Vicki Moore Pacifica Realtor
I’m a big fan of statistics. The problem is that they aren’t always helpful. I put together the numbers for the city of Pacifica but they don’t dive deep enough. We have micro-markets not only in price ranges but in neighborhoods. The single-family home market moves at a faster pace than the condo/townhouse market. In other words, the prices escalate more quickly with detached homes.
I see what’s happening on a daily basis and that can skew my impression of the total picture because that’s such a microscopic perspective. It’s super helpful to be aware of that kind of timing when helping someone to buy a house or knowing the right time to put a house on the market. There are tiny dips some weeks where it’s a little slower or peaks where the market hits a high. That weekly change is not going to show in the monthly statistics.
Looking at the numbers I have here, you’ll see what happened in total for 2019 and 2020 but in order to get a picture of your house, we’d need to explore the sales in your neighborhood or complex to get an accurate estimate of what your property would sell for. It does give an overall perspective of how the year went.
You can easily spot that houses in Pacifica increased in value by exactly $100,000; a 9% increase.
Condos and townhouses also saw a year-over-year increase – 2020 the prices were 4% higher than in 2019.
So in the big picture, looking over 2020, housing prices were up and they took less time to sell 15 days in 2020 compared to 24 days in 2019.

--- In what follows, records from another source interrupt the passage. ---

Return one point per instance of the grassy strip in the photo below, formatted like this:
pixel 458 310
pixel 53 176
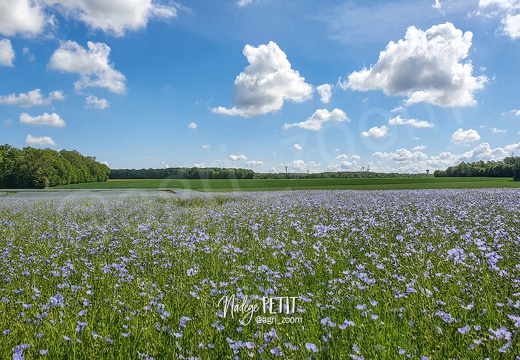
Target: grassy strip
pixel 379 275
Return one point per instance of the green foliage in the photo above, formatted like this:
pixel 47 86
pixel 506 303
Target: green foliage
pixel 480 168
pixel 182 173
pixel 32 168
pixel 225 185
pixel 516 170
pixel 223 173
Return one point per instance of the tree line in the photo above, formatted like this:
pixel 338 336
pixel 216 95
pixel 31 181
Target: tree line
pixel 232 173
pixel 509 167
pixel 182 173
pixel 31 168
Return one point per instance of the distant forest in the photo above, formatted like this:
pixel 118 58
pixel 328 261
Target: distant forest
pixel 225 173
pixel 32 168
pixel 509 167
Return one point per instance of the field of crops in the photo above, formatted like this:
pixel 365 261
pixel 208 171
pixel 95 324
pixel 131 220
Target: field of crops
pixel 305 274
pixel 304 184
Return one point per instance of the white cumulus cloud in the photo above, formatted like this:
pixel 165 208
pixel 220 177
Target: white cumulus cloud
pixel 425 66
pixel 115 16
pixel 91 64
pixel 376 132
pixel 23 17
pixel 45 119
pixel 325 92
pixel 40 141
pixel 242 3
pixel 302 166
pixel 401 155
pixel 316 121
pixel 266 83
pixel 254 163
pixel 412 122
pixel 31 98
pixel 509 13
pixel 465 137
pixel 6 52
pixel 93 102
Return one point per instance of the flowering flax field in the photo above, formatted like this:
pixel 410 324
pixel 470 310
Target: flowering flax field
pixel 427 274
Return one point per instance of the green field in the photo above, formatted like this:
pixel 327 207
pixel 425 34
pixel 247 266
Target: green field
pixel 303 184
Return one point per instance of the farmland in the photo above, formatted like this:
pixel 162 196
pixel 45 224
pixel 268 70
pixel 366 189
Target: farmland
pixel 303 184
pixel 366 274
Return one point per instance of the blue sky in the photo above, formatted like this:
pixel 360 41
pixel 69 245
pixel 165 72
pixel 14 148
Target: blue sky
pixel 399 86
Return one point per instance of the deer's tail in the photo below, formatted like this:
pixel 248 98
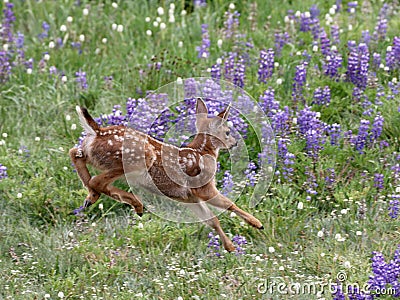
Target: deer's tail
pixel 89 125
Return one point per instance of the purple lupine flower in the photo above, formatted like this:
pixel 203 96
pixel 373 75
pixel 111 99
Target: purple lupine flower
pixel 81 79
pixel 200 3
pixel 361 140
pixel 77 45
pixel 115 118
pixel 19 41
pixel 52 70
pixel 240 241
pixel 313 130
pixel 330 179
pixel 230 66
pixel 390 58
pixel 376 59
pixel 305 22
pixel 315 140
pixel 5 66
pixel 364 65
pixel 378 181
pixel 352 5
pixel 334 131
pixel 281 39
pixel 380 29
pixel 393 207
pixel 380 93
pixel 216 71
pixel 311 183
pixel 396 50
pixel 204 49
pixel 358 65
pixel 78 211
pixel 357 94
pixel 314 11
pixel 299 82
pixel 6 33
pixel 227 183
pixel 231 23
pixel 214 244
pixel 239 73
pixel 377 127
pixel 325 43
pixel 385 274
pixel 280 122
pixel 332 64
pixel 3 172
pixel 45 33
pixel 322 96
pixel 266 65
pixel 108 81
pixel 268 102
pixel 335 34
pixel 250 173
pixel 285 159
pixel 366 37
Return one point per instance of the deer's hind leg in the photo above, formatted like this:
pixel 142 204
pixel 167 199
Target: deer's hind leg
pixel 207 216
pixel 79 162
pixel 103 184
pixel 215 198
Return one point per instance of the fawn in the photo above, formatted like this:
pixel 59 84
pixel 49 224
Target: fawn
pixel 185 174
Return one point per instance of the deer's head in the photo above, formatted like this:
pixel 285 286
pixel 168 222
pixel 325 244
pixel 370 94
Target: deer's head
pixel 216 128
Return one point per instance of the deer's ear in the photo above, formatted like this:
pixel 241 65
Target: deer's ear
pixel 201 107
pixel 225 113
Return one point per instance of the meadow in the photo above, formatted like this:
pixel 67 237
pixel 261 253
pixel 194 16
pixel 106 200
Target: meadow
pixel 326 75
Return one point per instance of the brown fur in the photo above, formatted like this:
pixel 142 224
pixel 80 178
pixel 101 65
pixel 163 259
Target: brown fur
pixel 153 165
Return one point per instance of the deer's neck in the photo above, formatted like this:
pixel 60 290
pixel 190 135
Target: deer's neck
pixel 202 142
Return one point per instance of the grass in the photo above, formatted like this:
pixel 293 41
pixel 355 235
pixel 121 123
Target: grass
pixel 111 252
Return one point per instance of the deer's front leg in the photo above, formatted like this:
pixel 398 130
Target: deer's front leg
pixel 102 184
pixel 207 216
pixel 215 198
pixel 79 162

Comparative Market Analysis
When I put together a comparative home analysis to determine an effective list price for your property, I used to research back three to six months to help tell me where the market is going – up or down and where your house fits into that. Then the market was moving so quickly that I’d look three months back. Now – and for at least the past year – the market is moving so quickly that I need to find out what the sales prices are for the houses that just sold this week.

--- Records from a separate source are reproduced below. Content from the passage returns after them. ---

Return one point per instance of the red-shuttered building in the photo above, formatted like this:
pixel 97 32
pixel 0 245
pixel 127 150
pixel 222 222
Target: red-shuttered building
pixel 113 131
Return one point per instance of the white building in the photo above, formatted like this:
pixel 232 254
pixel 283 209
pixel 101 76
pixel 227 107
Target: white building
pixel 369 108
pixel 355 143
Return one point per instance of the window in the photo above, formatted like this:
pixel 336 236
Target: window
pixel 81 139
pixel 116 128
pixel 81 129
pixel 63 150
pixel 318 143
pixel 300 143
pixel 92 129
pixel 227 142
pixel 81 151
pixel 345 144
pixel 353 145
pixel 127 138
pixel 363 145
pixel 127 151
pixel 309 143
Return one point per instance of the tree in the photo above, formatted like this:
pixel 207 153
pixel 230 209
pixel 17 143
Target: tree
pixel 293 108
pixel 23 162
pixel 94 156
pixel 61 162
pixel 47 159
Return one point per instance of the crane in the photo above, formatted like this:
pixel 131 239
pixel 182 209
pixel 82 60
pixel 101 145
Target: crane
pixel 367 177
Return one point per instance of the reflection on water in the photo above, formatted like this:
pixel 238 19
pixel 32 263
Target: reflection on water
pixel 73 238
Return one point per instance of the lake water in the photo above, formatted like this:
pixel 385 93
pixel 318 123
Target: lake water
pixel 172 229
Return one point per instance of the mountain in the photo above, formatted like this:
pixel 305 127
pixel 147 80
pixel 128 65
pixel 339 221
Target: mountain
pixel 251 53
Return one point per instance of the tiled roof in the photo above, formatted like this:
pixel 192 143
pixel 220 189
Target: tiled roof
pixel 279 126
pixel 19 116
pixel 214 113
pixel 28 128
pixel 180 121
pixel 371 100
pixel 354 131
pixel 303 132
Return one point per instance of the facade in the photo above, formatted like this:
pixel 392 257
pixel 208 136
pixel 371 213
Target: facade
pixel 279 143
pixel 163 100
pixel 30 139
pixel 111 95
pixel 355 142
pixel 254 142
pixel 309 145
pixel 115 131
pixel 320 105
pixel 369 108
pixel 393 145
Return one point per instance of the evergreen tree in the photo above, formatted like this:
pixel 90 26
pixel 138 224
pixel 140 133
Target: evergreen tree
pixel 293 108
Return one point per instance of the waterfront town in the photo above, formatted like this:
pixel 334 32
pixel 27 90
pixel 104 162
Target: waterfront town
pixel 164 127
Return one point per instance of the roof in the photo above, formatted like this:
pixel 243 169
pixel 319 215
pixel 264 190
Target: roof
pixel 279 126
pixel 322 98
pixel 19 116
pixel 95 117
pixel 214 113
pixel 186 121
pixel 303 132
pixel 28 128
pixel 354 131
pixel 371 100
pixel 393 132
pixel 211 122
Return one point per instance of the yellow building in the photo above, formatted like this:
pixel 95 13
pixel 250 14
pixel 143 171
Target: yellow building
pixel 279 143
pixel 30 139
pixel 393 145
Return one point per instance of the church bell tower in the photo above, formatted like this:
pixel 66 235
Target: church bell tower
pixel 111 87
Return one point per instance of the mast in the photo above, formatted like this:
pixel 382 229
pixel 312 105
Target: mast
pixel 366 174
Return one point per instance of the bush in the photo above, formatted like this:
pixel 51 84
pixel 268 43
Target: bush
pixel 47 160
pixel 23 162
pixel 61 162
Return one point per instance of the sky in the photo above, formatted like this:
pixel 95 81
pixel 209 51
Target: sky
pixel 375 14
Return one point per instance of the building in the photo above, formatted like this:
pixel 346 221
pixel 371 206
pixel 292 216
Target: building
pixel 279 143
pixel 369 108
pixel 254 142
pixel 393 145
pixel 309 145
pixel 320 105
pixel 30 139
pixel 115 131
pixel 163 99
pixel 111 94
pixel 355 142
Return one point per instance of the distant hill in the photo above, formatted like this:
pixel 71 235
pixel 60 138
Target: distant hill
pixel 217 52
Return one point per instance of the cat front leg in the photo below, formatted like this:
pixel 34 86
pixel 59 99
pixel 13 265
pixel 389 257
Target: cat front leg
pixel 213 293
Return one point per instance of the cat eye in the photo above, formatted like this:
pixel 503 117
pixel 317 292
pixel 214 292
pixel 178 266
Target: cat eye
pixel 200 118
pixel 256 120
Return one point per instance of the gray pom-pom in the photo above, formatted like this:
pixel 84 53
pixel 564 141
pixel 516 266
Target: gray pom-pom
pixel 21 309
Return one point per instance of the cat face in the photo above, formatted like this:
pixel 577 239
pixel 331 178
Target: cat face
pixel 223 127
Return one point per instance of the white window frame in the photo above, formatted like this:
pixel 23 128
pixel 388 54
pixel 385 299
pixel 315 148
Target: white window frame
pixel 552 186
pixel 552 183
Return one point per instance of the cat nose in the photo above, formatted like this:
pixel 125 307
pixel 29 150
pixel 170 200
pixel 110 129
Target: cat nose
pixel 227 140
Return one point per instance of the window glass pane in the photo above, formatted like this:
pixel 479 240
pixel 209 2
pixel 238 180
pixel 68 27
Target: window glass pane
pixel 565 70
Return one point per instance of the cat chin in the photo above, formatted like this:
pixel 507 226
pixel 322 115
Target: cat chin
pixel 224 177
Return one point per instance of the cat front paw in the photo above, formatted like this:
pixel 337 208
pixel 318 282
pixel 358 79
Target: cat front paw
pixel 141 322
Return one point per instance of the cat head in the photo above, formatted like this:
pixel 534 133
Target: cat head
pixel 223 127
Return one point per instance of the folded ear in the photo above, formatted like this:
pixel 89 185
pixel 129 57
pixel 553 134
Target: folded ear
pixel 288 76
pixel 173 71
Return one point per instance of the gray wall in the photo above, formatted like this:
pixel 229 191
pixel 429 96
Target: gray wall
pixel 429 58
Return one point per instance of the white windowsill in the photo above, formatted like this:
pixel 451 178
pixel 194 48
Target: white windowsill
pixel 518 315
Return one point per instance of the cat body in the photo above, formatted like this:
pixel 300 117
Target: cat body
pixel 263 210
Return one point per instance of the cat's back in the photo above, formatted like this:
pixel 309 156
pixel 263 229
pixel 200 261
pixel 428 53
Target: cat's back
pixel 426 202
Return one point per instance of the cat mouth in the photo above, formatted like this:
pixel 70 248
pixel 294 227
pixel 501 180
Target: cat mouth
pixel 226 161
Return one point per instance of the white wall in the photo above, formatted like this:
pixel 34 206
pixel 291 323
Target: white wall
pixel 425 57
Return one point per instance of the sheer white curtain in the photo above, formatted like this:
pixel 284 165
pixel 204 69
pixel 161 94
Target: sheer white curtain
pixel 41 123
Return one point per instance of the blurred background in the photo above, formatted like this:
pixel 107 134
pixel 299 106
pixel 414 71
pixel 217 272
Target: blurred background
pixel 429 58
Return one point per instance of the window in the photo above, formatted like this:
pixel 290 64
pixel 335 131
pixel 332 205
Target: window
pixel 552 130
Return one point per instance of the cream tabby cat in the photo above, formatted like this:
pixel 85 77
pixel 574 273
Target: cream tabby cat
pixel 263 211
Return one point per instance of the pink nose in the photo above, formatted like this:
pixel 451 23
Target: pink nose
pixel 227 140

A CMA is going to compare like to like and make adjustments for things that don’t match up like square footage or location. Houses on Linda Mar Blvd or Monterey Road are going to be less desirable than houses on a less traveled, quieter street like Dell Road or Perry Ave. Desirability determines the value and thus the price a home buyer is willing to pay.
Pacifica’s Housing Prices
The other day there was a comment on the Pacifica Locals Facebook page that realtors do anything they can to keep the prices high. We don’t have to do anything to achieve that. Our market has been driven by excessively low inventory for years. We simply don’t have enough houses for all of the home buyers who want one. The residents of Pacifica don’t want more construction to mar the hillsides but also lament that the housing prices in town are too high. Those don’t coincide. You can’t have both.
There were days in December where we had 6 or 8 houses on the market. I’ve never seen that low in twenty years. It’s been close but not that low. As of today, there are 14 houses for sale plus 4 that are Members Only listings. Members Only are supposed to be houses that aren’t quite ready to go on the market yet but they want to get the word out that they will be soon; a version of “coming soon.”
To give you a few examples, 935 Park Pacifica sold with 17 offers; 1048 Manzanita had 11 offers; 855 Standish had 27 offers. You see, realtors don’t need to do anything to the prices. An acceptable price is determined by what the buyer is willing to pay and what the seller is willing to accept for their house.
The Housing Crisis
The solution to the housing crisis is more houses. You can’t tell someone they’re not allowed to move here. San Mateo County has tried to add housing units with its ADU program. It’s just not enough. That will help a few people but as long as inventory remains low and interest rates are artificially low, home prices will stay high.